What helps to achieve targeted colours is adding auxochromes, it also helps influence solubility. Adding more of an electron-donating to the azobenzene structure creates a bathochromic effect, which is a shift of a band so the energy lowers or the wavelength becomes longer. Bathochromic effect happens when an electron-donating (NH2) and electron-accepting (NO2) groups are put in conjugation. Nitro groups are beneficial in this which contribute to their prevalence in dispersed dye structures. More electron-attracting groups conjugated with electron donor makes a bathochromic effect.

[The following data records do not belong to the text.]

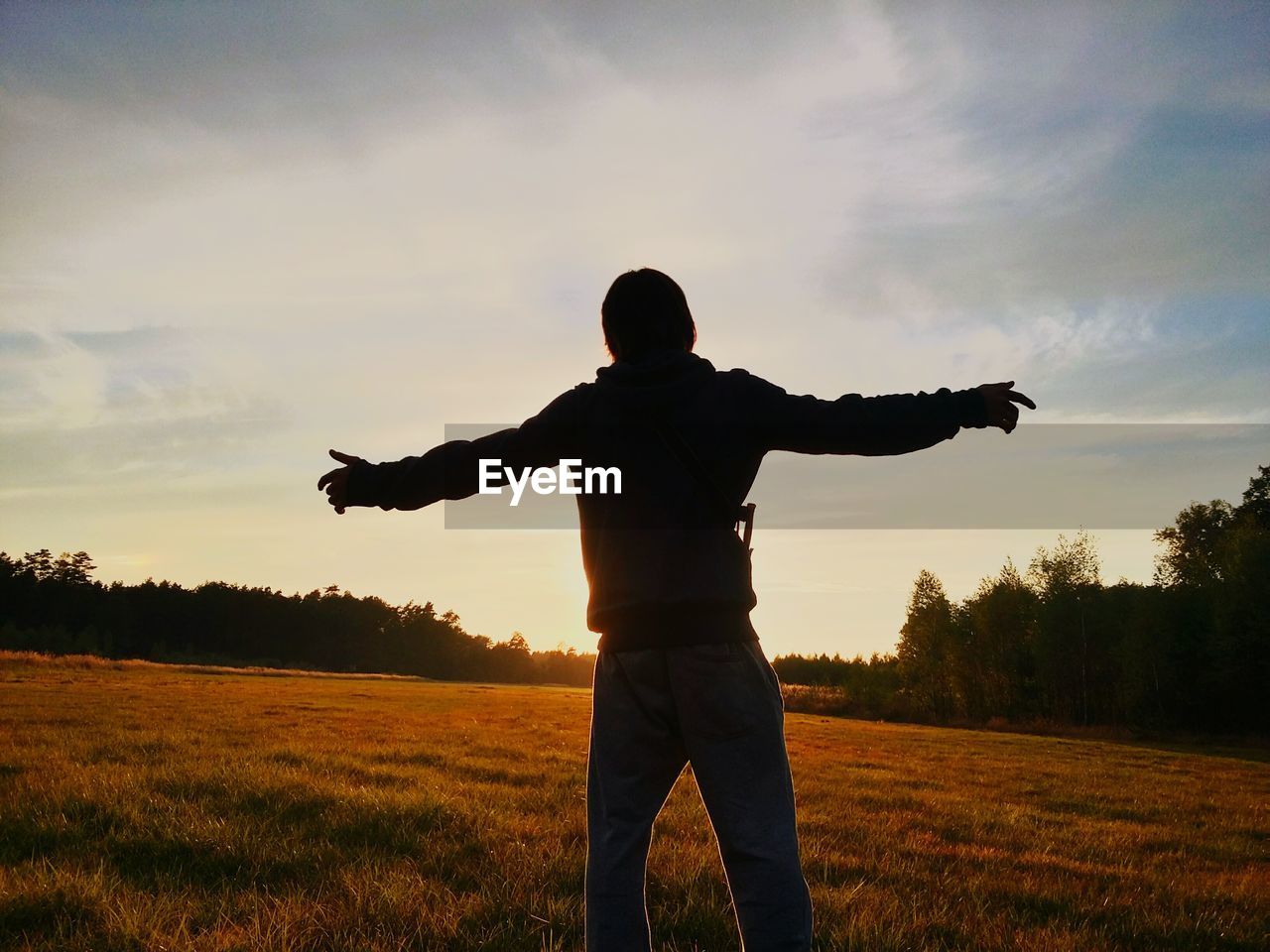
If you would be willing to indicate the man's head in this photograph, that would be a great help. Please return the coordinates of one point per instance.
(645, 311)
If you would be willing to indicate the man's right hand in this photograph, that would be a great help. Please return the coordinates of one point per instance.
(335, 483)
(1000, 402)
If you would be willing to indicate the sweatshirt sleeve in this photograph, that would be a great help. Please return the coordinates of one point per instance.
(853, 424)
(452, 470)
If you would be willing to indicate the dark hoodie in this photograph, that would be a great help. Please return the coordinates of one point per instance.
(662, 560)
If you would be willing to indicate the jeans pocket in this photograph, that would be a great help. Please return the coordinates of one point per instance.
(717, 694)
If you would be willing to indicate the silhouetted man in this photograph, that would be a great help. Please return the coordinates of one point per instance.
(680, 678)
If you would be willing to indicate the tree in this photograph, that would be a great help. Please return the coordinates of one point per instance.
(926, 649)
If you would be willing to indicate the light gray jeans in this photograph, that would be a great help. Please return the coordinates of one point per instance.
(719, 708)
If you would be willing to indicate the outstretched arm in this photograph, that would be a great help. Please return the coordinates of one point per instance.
(451, 470)
(880, 425)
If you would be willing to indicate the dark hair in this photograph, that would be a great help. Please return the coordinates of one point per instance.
(645, 311)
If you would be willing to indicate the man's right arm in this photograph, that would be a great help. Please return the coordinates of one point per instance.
(452, 470)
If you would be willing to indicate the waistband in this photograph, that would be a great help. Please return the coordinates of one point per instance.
(677, 626)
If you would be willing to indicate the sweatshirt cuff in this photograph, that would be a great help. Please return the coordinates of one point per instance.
(971, 408)
(363, 484)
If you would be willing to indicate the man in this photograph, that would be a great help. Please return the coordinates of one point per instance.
(680, 676)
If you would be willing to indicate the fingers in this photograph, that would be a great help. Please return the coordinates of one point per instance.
(1021, 399)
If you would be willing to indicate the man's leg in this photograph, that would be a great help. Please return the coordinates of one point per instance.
(733, 725)
(636, 754)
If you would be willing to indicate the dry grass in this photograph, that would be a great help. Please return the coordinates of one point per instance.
(146, 807)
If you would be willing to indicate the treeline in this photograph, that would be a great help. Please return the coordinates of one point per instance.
(53, 604)
(1055, 644)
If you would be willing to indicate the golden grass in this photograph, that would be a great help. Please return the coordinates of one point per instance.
(145, 807)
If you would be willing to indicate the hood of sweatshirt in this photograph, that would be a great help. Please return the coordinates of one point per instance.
(657, 381)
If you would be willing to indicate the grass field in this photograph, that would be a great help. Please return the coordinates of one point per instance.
(151, 807)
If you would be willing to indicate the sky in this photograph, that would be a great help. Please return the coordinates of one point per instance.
(236, 235)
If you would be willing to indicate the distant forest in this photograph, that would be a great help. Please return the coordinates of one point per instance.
(1052, 644)
(54, 604)
(1055, 644)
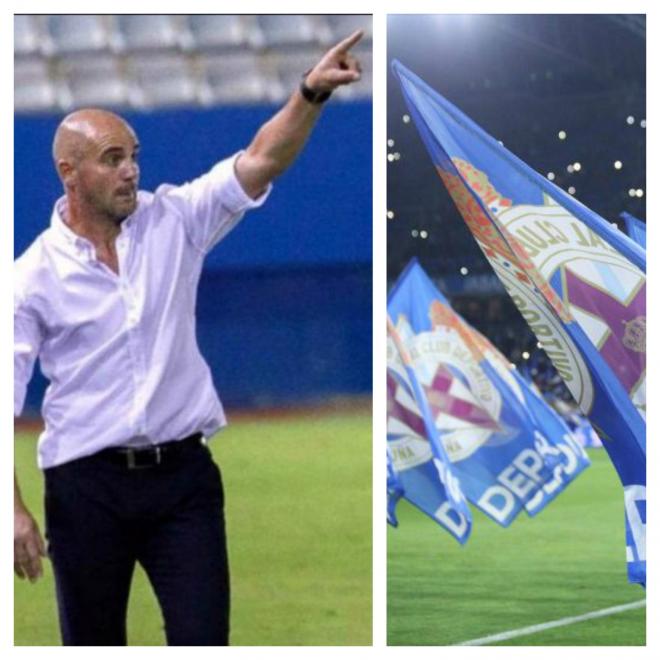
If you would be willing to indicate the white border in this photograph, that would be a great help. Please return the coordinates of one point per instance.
(379, 9)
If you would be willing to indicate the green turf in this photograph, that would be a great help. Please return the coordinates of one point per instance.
(567, 561)
(300, 537)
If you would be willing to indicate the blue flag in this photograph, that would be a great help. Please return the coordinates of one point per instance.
(636, 228)
(418, 466)
(508, 448)
(579, 283)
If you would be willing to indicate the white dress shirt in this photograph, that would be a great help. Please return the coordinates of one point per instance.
(120, 351)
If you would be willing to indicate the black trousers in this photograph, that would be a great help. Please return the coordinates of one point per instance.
(102, 518)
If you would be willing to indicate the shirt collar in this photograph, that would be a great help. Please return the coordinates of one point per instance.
(66, 234)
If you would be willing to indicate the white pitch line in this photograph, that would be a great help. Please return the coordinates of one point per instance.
(510, 634)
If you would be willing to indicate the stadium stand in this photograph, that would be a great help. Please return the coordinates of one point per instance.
(149, 61)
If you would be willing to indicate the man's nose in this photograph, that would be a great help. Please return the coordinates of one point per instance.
(130, 171)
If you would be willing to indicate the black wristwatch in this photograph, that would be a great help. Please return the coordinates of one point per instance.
(315, 96)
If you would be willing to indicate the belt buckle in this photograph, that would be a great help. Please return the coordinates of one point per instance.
(133, 464)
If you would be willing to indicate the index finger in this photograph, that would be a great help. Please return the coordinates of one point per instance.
(348, 43)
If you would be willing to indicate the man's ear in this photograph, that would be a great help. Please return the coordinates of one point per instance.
(67, 172)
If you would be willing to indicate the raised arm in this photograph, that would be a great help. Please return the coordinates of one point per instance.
(280, 140)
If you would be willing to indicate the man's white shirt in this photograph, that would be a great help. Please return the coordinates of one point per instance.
(120, 351)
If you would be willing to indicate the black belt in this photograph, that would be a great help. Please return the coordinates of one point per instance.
(135, 458)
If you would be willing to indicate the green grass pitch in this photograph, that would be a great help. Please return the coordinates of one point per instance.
(299, 521)
(567, 561)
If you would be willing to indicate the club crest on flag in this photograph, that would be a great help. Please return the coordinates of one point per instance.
(465, 404)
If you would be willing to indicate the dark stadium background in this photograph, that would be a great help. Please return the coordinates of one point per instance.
(523, 78)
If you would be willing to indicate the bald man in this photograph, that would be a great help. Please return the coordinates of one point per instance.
(106, 298)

When alkyl groups are added to the N-atom, the effect of electron-donating on amino groups are boosted.

Fig. 6

Effects of substituent groups within an azo-dye system

Environmental Impacts:

With the way the fashion industry works to give different colours for our clothes is by having tons of water involved. For removing colour, cleaning, bleaching, dying causes pollution in textile wastewater. When water is involved, the used water ends up in water bodies like lakes, rivers, and others which causes aquatic environment damage. The main pollutants are recalcitrant organic, toxicant, surfactant, colored and chlorinated compounds and salts in the textile run-offs. Drinking water, irrigation, and recreation water are limited for use because of the oxygen deficiency from high toxic and mutagenic dyes that causes light penetration and photosynthesis to decrease. Our DNA could also get damaged when a so-called N-hydroxylamines are formed. Dyes are created to keep their colour and not degrade so they stay in our environment for a very long time. An example is, at pH 7 and 25°C, it is about 46 years for the half-life of a hydrolyzed dye Reactive Blue 19. It is confirmed by mutagenic activity that our river and drinking water contain C.I. Disperse Violet 93 (DV93) (DB373), C.I. Disperse Orange 37 (DO37) and C.I. Disperse Blue 373 which means that flotation, coagulation, flocculation, and pre-chlorination (effluent treatment) do not work as much as everyone would want to remove the dyes from water.

Conclusion:

Looking at our surroundings, there are colours everywhere. Everything that exists has colour and we can manipulate the colours to our liking. We can see different colours because each conjunction can absorb a different amount of radiation, they have different lengths, and have different amount of chromophore and auxophore. Chromophore is the most responsible for the given colour a paint or ink has. These colour giving chemicals doesn’t only give colour in our lives but they also cause damage to health and homes. They create harmful chemicals which contaminate our waterbodies that we use for daily cleaning or drinking. We can now understand how colours are implemented in dyes, how they are created, and what are the cons to using them.